Consuelo ficou felicíssima quando soube que Vitória ainda viria a sua casa e não havia declinado o convite. Uma honra, sem dúvidas. Ficou orgulhosa da filha e por alguns dias teria com o que se ocupar, mesmo tratando-se apenas de um chá. Luíza pôs a mãe a par do que havia conversado com a condessa.
— Mas então não se demora aqui? Se o sobrinho já está até noivo...
— Não sei quanto tempo, ela não falou!- suspirou a menina.
A mãe imaginava entender a menina, sempre tão entediada depois da escola. E agora que havia festas e encontros, de repente tudo voltaria a ser como antes.
Luíza aproveitou a manhã para cavalgar. Não chegaria perto do casarão como havia feito, embora, se fosse vista por Felipe ou por Zilda, bastava dizer-lhes que costumava incluir a região em seu percurso diário. Mas preferiu ficar nas terras do pai . Havia mandado entregarem um bilhete a Marcela, uma amiga da cidade vizinha com quem havia sempre estudado. Recebera a confirmação que poderia vistá-la à tarde e foi o que fez.
Marcela sempre fora uma das melhores amigas e estava noiva de um rapaz com quem Luíza não simpatizava. Só fazia falar dos preperativos para o casamento que só aconteceria no ano seguinte, o que entediava Luíza demasiado.
— Você gosta dele? Digo, o que você sente?
— Claro que sim, Luíza. Ele é gentil, me faz rir.
— Só isso?
—Como "só isso"? Há moços que não são divertidos, Luíza!
—Mas você não sente o coração disparar, como se fosse desfalecer? Algo mais forte?
— Isso é bobagem de livro, Luíza. Ninguém sente isso, a não ser mocinhas dos romances.Fazem a gente acreditar que o amor é isso mas é muito mais simples, é a amizade, a convivência!
Luíza lamentava pela amiga que, talvez, jamais viesse a conhecer o amor e se contentava com um relacionamento fadado ao tédio e à indiferença.
— Pois eu já senti tudo o que os livros descrevem e não me conformaria em viver sem nunca ter amado.
—Quem é?- perguntou a amiga atônita.
— Você não conhece. É de Belarrosa.
— É pobre? É pobre! Tenho certeza! Luíza, você não pode fazer isso com seus pais!
— Não é pobre e não vou lhe dizer nada! Você só precisa saber que o amor existe. Vai se casar com esse seu noivo chato e nunca vai amar na vida!
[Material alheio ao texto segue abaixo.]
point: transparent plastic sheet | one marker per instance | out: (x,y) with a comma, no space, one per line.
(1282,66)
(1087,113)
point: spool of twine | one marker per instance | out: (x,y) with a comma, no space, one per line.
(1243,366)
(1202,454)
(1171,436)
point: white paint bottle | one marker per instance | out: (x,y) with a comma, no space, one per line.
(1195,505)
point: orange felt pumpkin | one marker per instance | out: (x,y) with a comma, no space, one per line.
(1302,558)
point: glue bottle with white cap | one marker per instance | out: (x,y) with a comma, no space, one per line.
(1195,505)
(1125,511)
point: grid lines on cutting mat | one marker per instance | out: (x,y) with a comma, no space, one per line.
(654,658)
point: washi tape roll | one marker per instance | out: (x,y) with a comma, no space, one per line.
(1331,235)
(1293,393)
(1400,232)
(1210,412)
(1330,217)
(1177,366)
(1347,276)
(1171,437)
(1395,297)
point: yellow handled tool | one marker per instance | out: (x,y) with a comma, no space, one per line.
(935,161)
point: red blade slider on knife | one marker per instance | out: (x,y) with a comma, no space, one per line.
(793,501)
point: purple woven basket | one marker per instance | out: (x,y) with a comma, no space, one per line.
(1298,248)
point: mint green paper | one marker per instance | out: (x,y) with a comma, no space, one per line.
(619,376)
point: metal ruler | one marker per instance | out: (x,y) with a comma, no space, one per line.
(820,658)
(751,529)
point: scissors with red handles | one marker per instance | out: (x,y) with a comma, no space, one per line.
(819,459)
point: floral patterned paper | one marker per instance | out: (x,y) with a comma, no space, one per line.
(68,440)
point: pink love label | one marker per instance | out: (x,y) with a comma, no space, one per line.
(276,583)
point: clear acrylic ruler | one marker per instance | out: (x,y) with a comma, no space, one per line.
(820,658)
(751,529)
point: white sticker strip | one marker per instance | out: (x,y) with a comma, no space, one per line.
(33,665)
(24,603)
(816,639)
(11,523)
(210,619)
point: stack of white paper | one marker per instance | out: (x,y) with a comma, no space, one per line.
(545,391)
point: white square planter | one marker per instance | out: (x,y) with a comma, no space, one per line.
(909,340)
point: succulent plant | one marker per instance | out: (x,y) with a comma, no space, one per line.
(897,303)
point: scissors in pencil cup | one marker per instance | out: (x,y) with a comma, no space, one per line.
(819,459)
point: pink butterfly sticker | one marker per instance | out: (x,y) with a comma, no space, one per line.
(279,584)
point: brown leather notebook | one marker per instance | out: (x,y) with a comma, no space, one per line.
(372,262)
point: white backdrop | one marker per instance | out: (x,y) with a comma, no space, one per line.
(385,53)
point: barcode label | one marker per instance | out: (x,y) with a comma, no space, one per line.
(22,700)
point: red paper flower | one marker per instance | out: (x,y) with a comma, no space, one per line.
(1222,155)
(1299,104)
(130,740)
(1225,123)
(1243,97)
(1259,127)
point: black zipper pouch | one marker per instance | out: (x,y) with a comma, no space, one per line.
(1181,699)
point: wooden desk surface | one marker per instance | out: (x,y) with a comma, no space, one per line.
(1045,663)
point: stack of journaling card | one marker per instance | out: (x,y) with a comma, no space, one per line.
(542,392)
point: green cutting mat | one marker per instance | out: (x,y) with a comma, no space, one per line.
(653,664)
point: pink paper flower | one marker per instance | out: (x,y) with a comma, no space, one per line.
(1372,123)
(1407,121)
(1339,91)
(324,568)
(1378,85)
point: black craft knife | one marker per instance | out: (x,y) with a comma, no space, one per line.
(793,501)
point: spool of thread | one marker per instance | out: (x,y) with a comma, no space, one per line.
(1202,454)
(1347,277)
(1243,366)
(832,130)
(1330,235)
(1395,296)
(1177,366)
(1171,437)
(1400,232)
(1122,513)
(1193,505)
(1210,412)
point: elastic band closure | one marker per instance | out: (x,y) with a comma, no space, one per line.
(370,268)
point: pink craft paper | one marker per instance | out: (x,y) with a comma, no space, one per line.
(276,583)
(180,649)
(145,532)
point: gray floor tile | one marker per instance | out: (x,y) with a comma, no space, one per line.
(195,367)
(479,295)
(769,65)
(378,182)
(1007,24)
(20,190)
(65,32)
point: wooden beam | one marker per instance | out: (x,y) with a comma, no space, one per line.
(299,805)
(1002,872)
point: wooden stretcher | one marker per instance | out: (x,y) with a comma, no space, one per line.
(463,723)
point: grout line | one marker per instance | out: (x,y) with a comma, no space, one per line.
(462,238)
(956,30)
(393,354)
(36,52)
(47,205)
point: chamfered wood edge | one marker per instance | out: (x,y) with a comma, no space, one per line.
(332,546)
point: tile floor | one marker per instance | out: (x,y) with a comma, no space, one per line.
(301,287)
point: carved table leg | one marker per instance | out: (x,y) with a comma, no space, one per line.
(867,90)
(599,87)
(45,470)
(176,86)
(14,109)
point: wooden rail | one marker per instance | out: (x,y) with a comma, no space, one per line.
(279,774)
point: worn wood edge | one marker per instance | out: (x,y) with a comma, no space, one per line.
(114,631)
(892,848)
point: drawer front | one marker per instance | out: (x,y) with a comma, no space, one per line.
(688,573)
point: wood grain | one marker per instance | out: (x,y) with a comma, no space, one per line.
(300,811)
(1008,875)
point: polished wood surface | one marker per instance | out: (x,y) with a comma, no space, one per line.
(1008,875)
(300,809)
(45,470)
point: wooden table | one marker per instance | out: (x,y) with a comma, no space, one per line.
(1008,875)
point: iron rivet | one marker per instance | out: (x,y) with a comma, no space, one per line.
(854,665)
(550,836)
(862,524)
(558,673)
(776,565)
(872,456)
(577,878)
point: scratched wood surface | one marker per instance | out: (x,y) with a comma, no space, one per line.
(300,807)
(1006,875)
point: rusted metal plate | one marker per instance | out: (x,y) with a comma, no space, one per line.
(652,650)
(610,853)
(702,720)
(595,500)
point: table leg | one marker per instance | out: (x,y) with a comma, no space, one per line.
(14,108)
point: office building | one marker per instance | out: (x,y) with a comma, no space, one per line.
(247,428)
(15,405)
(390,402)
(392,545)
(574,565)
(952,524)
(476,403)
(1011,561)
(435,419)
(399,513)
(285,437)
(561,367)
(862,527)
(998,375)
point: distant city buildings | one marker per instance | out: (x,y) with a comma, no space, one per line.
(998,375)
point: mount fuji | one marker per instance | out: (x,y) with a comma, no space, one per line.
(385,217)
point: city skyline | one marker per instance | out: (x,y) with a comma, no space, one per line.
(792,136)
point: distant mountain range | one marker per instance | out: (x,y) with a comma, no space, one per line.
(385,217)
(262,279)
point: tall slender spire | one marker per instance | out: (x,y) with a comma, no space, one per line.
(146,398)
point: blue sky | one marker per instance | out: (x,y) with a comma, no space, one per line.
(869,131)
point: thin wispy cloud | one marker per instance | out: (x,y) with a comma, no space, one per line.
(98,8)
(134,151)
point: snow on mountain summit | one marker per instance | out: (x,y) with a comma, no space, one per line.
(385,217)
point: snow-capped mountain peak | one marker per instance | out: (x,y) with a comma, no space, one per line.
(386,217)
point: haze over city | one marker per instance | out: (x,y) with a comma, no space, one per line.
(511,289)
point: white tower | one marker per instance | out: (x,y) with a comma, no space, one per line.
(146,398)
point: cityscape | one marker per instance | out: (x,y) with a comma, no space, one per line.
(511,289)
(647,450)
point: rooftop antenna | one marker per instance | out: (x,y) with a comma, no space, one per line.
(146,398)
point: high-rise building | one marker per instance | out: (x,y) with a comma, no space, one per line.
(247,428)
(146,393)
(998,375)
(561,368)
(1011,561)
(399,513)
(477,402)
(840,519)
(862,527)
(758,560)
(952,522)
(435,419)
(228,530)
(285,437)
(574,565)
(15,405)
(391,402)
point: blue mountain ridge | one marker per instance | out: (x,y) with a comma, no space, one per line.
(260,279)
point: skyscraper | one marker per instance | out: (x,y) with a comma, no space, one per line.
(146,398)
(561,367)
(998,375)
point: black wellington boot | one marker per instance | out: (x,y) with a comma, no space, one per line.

— Você não conhece o Gustavo.
— Conheço o suficiente e ele me dá sono. E você não o ama! Fato! Não tem medo de viver sem amor?
Luíza deixou a amiga desconfiada da existência desse alguém e cheia de perguntas. Para Marcela, a amiga devia estar inventando histórias. Mas preocupou-se com o "viver sem amor".